Well I have to admit the title doesn’t give much useful info. But below is a simplest example that reproduces the issue. Basically I have 2 functions (rbf, linear) that have slightly different arguments, so I was trying to write another layer (kernel) which will choose which to call depending on the value of a. I wrote a benchmark1 to see how fast it is to call rbf/linear directly, and benchmark2 to test the speed of having the extra kernel layer. The result was quite unexpected, on my machine benchmark2 takes 100x longer than benchmark1. And more curiously, if I change the content of linear function to something much simpler, for example x1[0] + x2[0], benchmark2 runs much faster, even though the linear function is never really called (when a=1.0).
import numpy as np
import numba as nb
import time
@nb.njit
def rbf(x1, x2, a) -> float:
s = 0
for i in range(x1.shape[0]):
d = x1[i] - x2[i]
s += d**2
return np.exp(-a * s)
@nb.njit
def linear(x1, x2) -> float:
s = 0
for i in range(x1.shape[0]):
s += (x1[i] * x2[i])
return s
# return x1[0] + x2[0]
@nb.njit
def benchmark1(x1, x2, a):
for i in range(x1.shape[0]):
if a > 1e-6:
_ = rbf(x1[i], x2[i], a)
else:
_ = linear(x1[i], x2[i])
@nb.njit
def kernel(x1, x2, a):
if a > 1e-6:
return rbf(x1, x2, a)
else:
return linear(x1, x2)
@nb.njit
def benchmark2(x1, x2, a):
for i in range(x1.shape[0]):
_ = kernel(x1[i], x2[i], a)
# warming up
benchmark1(np.random.random((10, 2)), np.random.random((10, 2)), 1.0)

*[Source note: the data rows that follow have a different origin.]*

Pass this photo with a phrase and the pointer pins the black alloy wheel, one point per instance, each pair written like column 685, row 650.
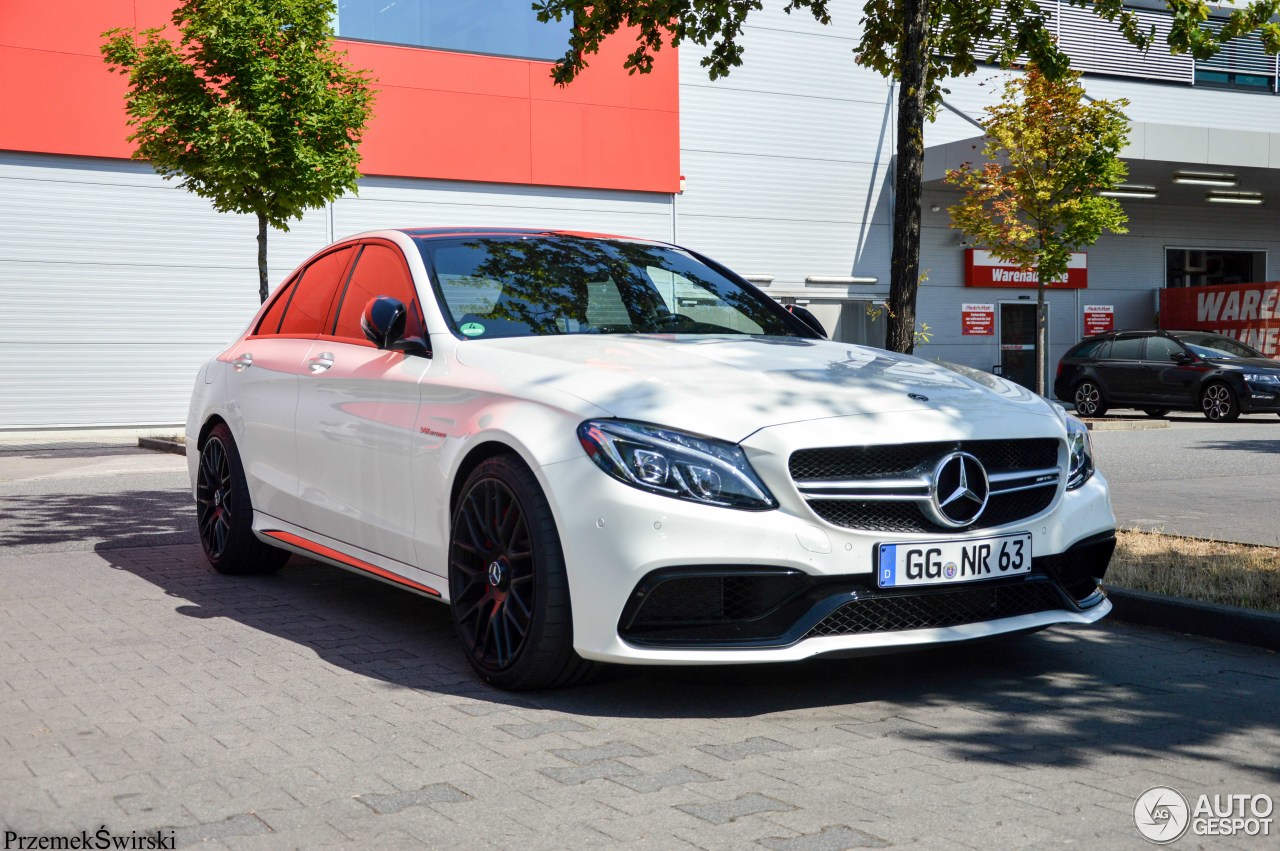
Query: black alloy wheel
column 507, row 584
column 1088, row 399
column 1217, row 402
column 224, row 513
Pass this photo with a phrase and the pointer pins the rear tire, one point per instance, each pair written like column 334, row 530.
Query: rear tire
column 507, row 581
column 1219, row 403
column 1088, row 399
column 224, row 512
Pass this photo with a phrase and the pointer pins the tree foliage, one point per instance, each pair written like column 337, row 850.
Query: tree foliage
column 917, row 42
column 1050, row 151
column 251, row 108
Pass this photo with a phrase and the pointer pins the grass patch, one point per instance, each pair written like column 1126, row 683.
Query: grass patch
column 1197, row 570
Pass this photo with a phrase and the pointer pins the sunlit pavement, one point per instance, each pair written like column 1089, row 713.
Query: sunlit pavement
column 140, row 691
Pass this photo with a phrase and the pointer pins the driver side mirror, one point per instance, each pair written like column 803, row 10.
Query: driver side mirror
column 383, row 323
column 807, row 316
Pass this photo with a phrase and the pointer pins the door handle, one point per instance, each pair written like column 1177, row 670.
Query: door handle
column 320, row 362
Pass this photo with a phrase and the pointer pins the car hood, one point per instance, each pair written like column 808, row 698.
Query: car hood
column 731, row 387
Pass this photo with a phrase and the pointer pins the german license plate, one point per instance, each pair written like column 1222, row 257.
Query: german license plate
column 949, row 562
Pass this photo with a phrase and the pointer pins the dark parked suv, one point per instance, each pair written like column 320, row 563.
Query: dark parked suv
column 1162, row 371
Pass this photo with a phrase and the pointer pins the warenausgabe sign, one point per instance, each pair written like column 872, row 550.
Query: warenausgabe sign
column 982, row 269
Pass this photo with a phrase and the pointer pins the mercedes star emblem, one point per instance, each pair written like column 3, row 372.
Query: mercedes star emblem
column 959, row 490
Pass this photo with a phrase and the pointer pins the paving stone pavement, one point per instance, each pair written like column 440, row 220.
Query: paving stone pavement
column 318, row 709
column 315, row 709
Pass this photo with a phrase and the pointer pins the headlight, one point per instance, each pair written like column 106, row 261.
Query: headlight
column 1080, row 453
column 675, row 463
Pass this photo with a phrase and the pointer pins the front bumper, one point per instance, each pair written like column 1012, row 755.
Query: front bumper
column 617, row 538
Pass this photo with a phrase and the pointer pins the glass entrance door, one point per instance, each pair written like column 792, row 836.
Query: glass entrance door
column 1018, row 342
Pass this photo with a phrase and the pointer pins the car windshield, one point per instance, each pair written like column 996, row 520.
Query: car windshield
column 544, row 286
column 1217, row 346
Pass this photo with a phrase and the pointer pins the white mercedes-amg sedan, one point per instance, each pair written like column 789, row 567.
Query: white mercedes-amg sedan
column 608, row 449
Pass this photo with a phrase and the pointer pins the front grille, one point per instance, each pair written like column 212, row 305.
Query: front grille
column 897, row 460
column 914, row 463
column 937, row 609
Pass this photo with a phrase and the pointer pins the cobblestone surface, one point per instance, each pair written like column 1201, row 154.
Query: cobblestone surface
column 318, row 709
column 314, row 709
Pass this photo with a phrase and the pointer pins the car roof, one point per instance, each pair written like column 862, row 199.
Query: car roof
column 429, row 233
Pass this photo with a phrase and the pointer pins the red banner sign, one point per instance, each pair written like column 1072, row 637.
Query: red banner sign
column 978, row 319
column 1098, row 319
column 1249, row 312
column 982, row 269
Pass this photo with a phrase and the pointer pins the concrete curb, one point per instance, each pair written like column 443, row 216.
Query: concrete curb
column 1125, row 425
column 1208, row 620
column 160, row 444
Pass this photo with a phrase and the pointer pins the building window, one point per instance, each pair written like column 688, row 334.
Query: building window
column 496, row 27
column 1211, row 266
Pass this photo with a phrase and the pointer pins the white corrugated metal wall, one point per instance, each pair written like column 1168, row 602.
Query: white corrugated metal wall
column 115, row 286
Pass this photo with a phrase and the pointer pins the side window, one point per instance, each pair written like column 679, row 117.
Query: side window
column 270, row 323
column 379, row 271
column 1161, row 348
column 1125, row 348
column 314, row 293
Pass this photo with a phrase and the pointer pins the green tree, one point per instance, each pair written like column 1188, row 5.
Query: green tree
column 251, row 106
column 915, row 42
column 1050, row 151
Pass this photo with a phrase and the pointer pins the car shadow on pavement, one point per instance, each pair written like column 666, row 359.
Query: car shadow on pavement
column 1264, row 447
column 106, row 520
column 1059, row 698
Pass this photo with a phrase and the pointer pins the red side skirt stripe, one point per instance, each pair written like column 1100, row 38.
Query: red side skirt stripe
column 320, row 549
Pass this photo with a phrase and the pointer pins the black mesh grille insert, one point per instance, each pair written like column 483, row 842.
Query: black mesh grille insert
column 937, row 609
column 883, row 461
column 688, row 600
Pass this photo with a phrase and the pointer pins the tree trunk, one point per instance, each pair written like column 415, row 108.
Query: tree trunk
column 905, row 269
column 261, row 256
column 1041, row 334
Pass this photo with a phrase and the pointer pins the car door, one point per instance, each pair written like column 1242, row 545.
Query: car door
column 264, row 389
column 1120, row 370
column 1169, row 376
column 357, row 413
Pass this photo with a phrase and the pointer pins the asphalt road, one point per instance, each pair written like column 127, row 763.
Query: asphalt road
column 1217, row 480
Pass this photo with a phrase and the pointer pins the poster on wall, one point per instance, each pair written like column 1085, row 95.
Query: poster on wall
column 1098, row 319
column 978, row 320
column 1249, row 312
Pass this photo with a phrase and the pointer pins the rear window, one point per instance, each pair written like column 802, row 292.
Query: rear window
column 1125, row 348
column 1088, row 348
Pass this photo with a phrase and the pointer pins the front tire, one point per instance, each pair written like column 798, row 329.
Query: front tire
column 1088, row 399
column 224, row 512
column 507, row 581
column 1219, row 403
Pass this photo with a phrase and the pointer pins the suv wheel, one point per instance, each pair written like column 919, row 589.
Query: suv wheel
column 1088, row 399
column 507, row 581
column 1217, row 402
column 224, row 512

benchmark2(np.random.random((10, 2)), np.random.random((10, 2)), 1.0)
size = (10000, 100)
X1 = np.random.random(size)
X2 = np.random.random(size)
t0 = time.perf_counter()
benchmark1(X1, X2, 1.0)
t1 = time.perf_counter()
print(f'Benchmark1: {(t1-t0)*1e6:.3f} us.')
time.sleep(2)
X1 = np.random.random(size)
X2 = np.random.random(size)
t0 = time.perf_counter()
benchmark2(X1, X2, 1.0)
t1 = time.perf_counter()
print(f'Benchmark2: {(t1-t0)*1e6:.3f} us.')
Can someone help me to understand why this is happening?